We should be virtualizing Applications, not Machines

One of the benefits of my new job at Vertigo Software is that I have more frequent opportunities to talk with my co-worker, Jeff Atwood. If everything goes right, we argue... because if we agree, neither of us is going to learn anything. Recently, we argued about virtual machines. I think machine virtualization is hugely oversold. We let the technical elegance (gee whiz, a program that lets me pretend to run another computer as another program!) distract us from the fact that virtual machines are a sleazy, inelegant hack.

I was a teenage VM junkie

I'm saying this as someone who used to be a big VM advocate. A few years ago, I noticed that it took new developers as much as a week to get set up to develop on some of the company's more complex systems, so I worked with application leads to set up Virtual PC images which had everything pre-installed. Sure enough, I had new developers working against complex DCOM / .NET / DB2 / "Classic" ASP environments with tons of dependencies in the time it took to copy the VPC image off a DVD-ROM.

One problem: it was a lousy developer experience.
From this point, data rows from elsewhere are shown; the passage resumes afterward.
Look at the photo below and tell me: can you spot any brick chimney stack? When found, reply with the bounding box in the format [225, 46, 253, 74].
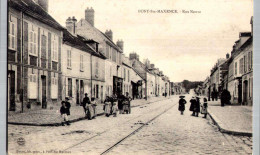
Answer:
[85, 7, 95, 27]
[105, 30, 113, 41]
[129, 53, 139, 61]
[37, 0, 49, 12]
[226, 53, 229, 59]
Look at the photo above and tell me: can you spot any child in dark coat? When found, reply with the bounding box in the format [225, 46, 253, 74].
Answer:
[60, 101, 69, 126]
[178, 96, 187, 115]
[201, 98, 208, 118]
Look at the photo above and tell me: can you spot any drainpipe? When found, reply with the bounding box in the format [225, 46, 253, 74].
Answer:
[20, 12, 24, 113]
[90, 54, 92, 97]
[145, 72, 148, 100]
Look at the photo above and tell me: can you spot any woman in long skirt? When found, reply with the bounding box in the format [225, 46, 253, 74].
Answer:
[190, 96, 197, 116]
[104, 96, 111, 117]
[178, 96, 187, 115]
[86, 104, 94, 120]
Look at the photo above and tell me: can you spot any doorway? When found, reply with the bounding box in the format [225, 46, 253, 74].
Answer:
[76, 79, 79, 105]
[96, 85, 99, 98]
[101, 86, 103, 102]
[80, 80, 84, 102]
[238, 79, 243, 104]
[41, 75, 47, 109]
[243, 80, 248, 105]
[7, 71, 15, 111]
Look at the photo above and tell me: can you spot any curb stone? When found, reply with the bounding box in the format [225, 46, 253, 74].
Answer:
[7, 98, 170, 126]
[208, 109, 253, 137]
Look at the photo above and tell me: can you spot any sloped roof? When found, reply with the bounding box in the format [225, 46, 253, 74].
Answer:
[97, 29, 123, 53]
[63, 30, 95, 54]
[76, 35, 106, 59]
[8, 0, 65, 30]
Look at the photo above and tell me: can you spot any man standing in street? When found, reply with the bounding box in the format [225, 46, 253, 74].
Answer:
[82, 93, 90, 115]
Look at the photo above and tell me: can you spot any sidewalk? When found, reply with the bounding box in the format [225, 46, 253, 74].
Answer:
[8, 97, 168, 126]
[208, 100, 253, 137]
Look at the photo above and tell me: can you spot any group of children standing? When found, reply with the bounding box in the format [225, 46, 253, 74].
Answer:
[178, 96, 208, 118]
[60, 93, 131, 126]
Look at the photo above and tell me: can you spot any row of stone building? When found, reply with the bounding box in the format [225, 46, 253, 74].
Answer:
[202, 17, 253, 105]
[7, 0, 171, 111]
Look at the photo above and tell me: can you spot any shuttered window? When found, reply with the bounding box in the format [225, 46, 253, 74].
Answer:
[67, 50, 71, 68]
[8, 15, 17, 50]
[80, 54, 84, 71]
[51, 35, 58, 61]
[29, 24, 38, 57]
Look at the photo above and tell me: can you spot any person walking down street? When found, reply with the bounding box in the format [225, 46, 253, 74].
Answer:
[91, 97, 97, 119]
[194, 97, 200, 117]
[60, 97, 71, 126]
[211, 92, 215, 101]
[82, 93, 90, 115]
[125, 92, 132, 114]
[201, 98, 208, 118]
[190, 96, 197, 116]
[118, 93, 125, 114]
[178, 96, 187, 115]
[220, 89, 231, 107]
[103, 96, 112, 117]
[112, 98, 118, 117]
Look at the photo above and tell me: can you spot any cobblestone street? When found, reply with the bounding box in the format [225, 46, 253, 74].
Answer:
[8, 95, 252, 154]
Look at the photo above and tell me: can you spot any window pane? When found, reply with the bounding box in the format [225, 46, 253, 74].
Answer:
[30, 32, 32, 42]
[12, 24, 14, 35]
[12, 37, 14, 48]
[33, 44, 36, 54]
[8, 22, 12, 34]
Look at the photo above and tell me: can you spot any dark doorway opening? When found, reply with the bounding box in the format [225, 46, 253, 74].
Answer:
[41, 75, 47, 109]
[7, 71, 15, 111]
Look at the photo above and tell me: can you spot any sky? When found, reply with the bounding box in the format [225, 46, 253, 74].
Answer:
[49, 0, 253, 82]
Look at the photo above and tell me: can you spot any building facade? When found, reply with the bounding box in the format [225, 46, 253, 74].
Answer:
[8, 0, 64, 111]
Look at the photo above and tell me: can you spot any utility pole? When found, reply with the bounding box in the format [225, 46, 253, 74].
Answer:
[145, 71, 148, 100]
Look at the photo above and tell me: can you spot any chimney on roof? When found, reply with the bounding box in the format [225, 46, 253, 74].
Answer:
[85, 7, 95, 27]
[105, 30, 113, 41]
[250, 16, 253, 36]
[129, 53, 139, 61]
[36, 0, 49, 12]
[116, 40, 124, 51]
[226, 53, 229, 59]
[66, 16, 77, 35]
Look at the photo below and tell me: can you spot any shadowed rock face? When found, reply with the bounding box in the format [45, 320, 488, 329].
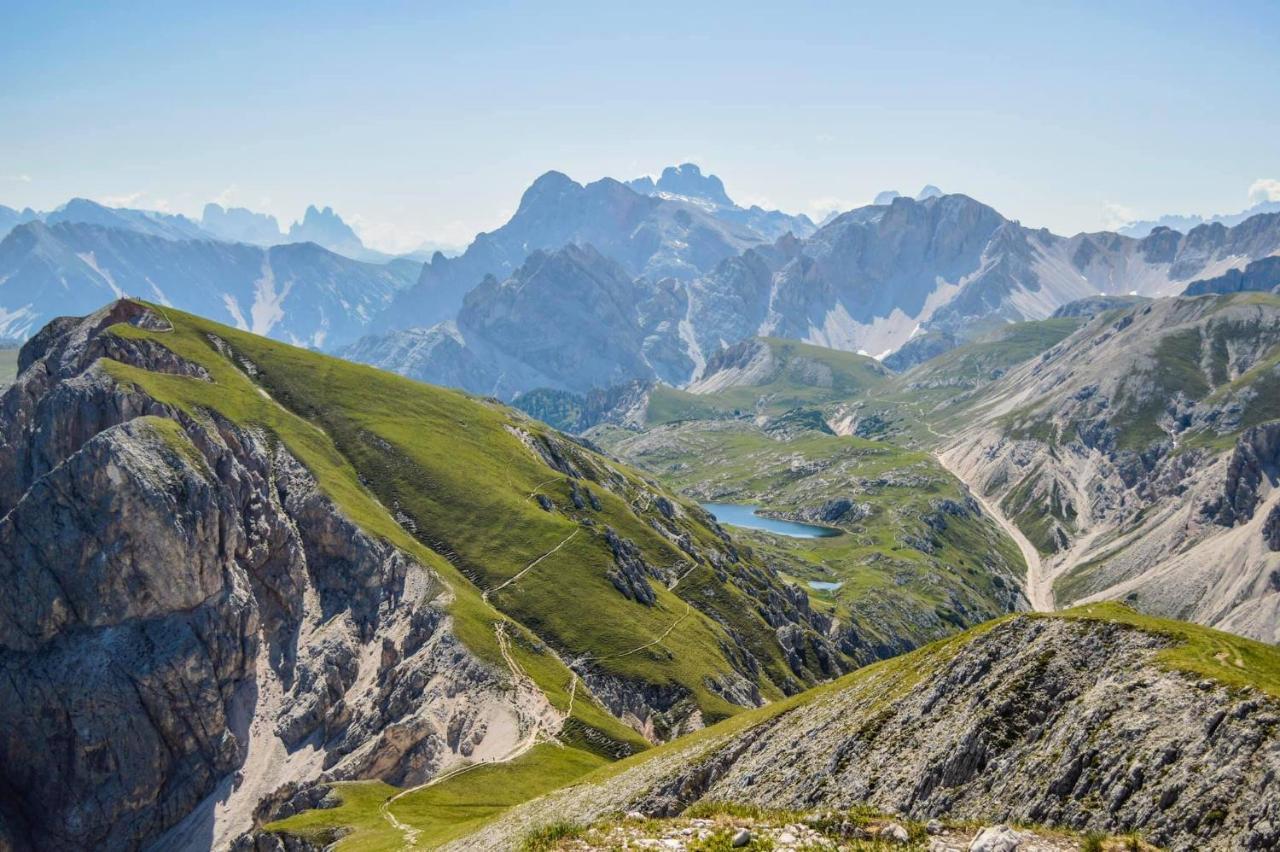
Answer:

Most of the developers kept quiet, but a new developer let me have it: "This stinks! It's totally slow! You really expect me to show up to work every day and work eight hours on a virtual machine?" He was right, it did stink. Even with extra memory and a beefy machine, virtual machines are fine for occasional use, but they're not workable for full time development. For instance, I frequently had to shut down all other applications (Outlook, browsers, etc.) so that the virtual machine would be responsive enough that I could get work done.
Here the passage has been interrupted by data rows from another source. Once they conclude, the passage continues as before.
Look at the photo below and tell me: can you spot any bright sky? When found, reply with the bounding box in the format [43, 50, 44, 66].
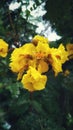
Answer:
[9, 0, 61, 41]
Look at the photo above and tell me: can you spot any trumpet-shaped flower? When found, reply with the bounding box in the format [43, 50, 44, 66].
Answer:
[32, 35, 48, 45]
[9, 44, 35, 73]
[21, 66, 47, 92]
[48, 44, 68, 75]
[0, 39, 8, 57]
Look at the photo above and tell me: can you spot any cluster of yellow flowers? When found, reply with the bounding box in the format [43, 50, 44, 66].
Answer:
[0, 39, 8, 57]
[9, 35, 68, 92]
[0, 35, 73, 92]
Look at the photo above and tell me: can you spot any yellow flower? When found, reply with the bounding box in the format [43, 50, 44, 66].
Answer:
[32, 35, 48, 46]
[0, 39, 8, 57]
[21, 66, 47, 92]
[48, 44, 68, 76]
[64, 70, 70, 76]
[66, 43, 73, 59]
[9, 43, 35, 73]
[37, 60, 49, 73]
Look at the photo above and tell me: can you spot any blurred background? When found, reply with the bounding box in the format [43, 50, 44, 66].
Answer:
[0, 0, 73, 130]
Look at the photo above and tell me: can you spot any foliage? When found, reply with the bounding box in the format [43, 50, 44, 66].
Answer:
[45, 0, 73, 42]
[0, 0, 73, 130]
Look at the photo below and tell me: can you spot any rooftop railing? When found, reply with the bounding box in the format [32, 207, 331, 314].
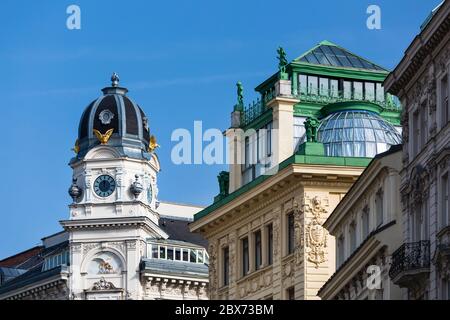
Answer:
[241, 84, 402, 127]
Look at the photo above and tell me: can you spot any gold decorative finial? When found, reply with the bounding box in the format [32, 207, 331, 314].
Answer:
[148, 136, 160, 152]
[111, 72, 120, 87]
[94, 129, 114, 144]
[72, 139, 80, 154]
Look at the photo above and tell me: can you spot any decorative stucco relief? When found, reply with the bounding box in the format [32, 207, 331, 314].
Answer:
[304, 197, 327, 268]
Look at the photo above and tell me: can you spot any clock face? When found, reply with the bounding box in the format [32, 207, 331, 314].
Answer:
[94, 174, 116, 198]
[147, 184, 153, 203]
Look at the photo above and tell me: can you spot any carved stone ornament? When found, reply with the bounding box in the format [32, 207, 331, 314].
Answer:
[92, 277, 117, 291]
[306, 219, 327, 268]
[98, 260, 114, 274]
[293, 200, 305, 264]
[305, 197, 327, 268]
[98, 109, 114, 125]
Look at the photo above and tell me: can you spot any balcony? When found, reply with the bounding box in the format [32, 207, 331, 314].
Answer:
[296, 90, 402, 111]
[389, 241, 430, 287]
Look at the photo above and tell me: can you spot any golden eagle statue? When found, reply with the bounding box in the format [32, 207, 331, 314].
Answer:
[148, 136, 160, 152]
[94, 129, 114, 144]
[72, 139, 80, 154]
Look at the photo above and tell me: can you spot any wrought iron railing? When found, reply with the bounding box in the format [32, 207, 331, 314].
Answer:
[241, 87, 402, 126]
[241, 99, 266, 126]
[296, 90, 401, 111]
[389, 240, 430, 279]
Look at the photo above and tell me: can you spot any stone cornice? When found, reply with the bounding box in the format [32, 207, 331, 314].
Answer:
[189, 164, 364, 233]
[60, 216, 169, 239]
[141, 271, 209, 287]
[0, 272, 68, 300]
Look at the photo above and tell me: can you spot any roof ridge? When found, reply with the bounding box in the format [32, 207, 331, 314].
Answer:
[293, 40, 389, 72]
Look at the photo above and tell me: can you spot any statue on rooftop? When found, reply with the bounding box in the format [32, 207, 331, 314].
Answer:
[236, 81, 244, 107]
[277, 47, 288, 74]
[217, 171, 230, 197]
[305, 117, 320, 142]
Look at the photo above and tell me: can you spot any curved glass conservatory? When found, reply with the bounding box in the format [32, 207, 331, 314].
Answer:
[317, 110, 401, 158]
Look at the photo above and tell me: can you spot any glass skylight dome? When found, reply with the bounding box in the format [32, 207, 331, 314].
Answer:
[317, 110, 401, 158]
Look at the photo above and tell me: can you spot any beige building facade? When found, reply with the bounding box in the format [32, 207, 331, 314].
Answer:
[190, 41, 401, 300]
[385, 1, 450, 300]
[319, 145, 403, 300]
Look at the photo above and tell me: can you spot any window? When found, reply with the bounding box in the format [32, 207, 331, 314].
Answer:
[167, 247, 173, 260]
[287, 213, 295, 254]
[412, 204, 423, 242]
[253, 230, 262, 270]
[286, 287, 295, 300]
[343, 81, 352, 99]
[267, 224, 273, 265]
[441, 75, 450, 127]
[308, 76, 318, 95]
[337, 235, 345, 266]
[362, 206, 370, 240]
[441, 173, 450, 227]
[364, 82, 375, 101]
[159, 246, 166, 259]
[330, 79, 339, 97]
[175, 248, 181, 261]
[266, 122, 272, 157]
[350, 221, 356, 253]
[411, 111, 420, 155]
[441, 279, 450, 300]
[353, 81, 363, 100]
[319, 78, 329, 96]
[376, 83, 384, 102]
[181, 249, 189, 261]
[241, 237, 250, 276]
[222, 247, 230, 286]
[417, 104, 428, 149]
[244, 137, 250, 169]
[42, 250, 70, 271]
[375, 190, 384, 228]
[298, 74, 308, 94]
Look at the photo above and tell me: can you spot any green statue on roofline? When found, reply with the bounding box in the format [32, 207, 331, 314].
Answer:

Let's admit that the virtual machine emperor has no clothes on. Virtualizing machines is a neat parlor trick. It's tolerable for a few short-term uses (demonstrations, training, playing with alpha software, or testing different operating systems) but it's not a viable solution for real development.

Let's take fast computers and make them not

Resources

The problem is that virtualizing a computer in software is just incredibly inefficient. They waste system resources like crazy - they're so inefficient that they make today's multi-core machines packed full of RAM crawl. Their blessing - they let us simulate an entire machine in software - is also their curse. Simulating an entire machine in software means they're running a separate network stack, drawing video on a pretend video card, managing pretend system resources on a pretend motherboard, playing sound on pretend soundcards, etc. Even if you spend some time and / or money optimizing your virtual machine image, virtual machine images are still pigs compared to working on real machines.

Note: Machine Virtualization is a complex subject, and I'm glossing over things a little here. Virtual PC and VMWare both use native virtualization combined with virtual machine additions to leverage physical hardware as much as possible, trapping and emulating only what's necessary. So, VM's don't emulate all hardware resources, but the fact that they need to essentially filter all CPU instructions isn't a very efficient use of system resources.

Size

Then there's the problem of space. Even an optimized image with a significant amount of software - say, a development environment and a database - runs a few GB. While we can make space for them on today's large drives the problem there is in transportation and backup. Multi-GB virtual drive files are a pain to move around. And even if you do optimize them, you're keeping multiple copies of things like "C:\WINDOWS\Driver Cache\", "C:\WINDOWS\Microsoft.NET\", etc.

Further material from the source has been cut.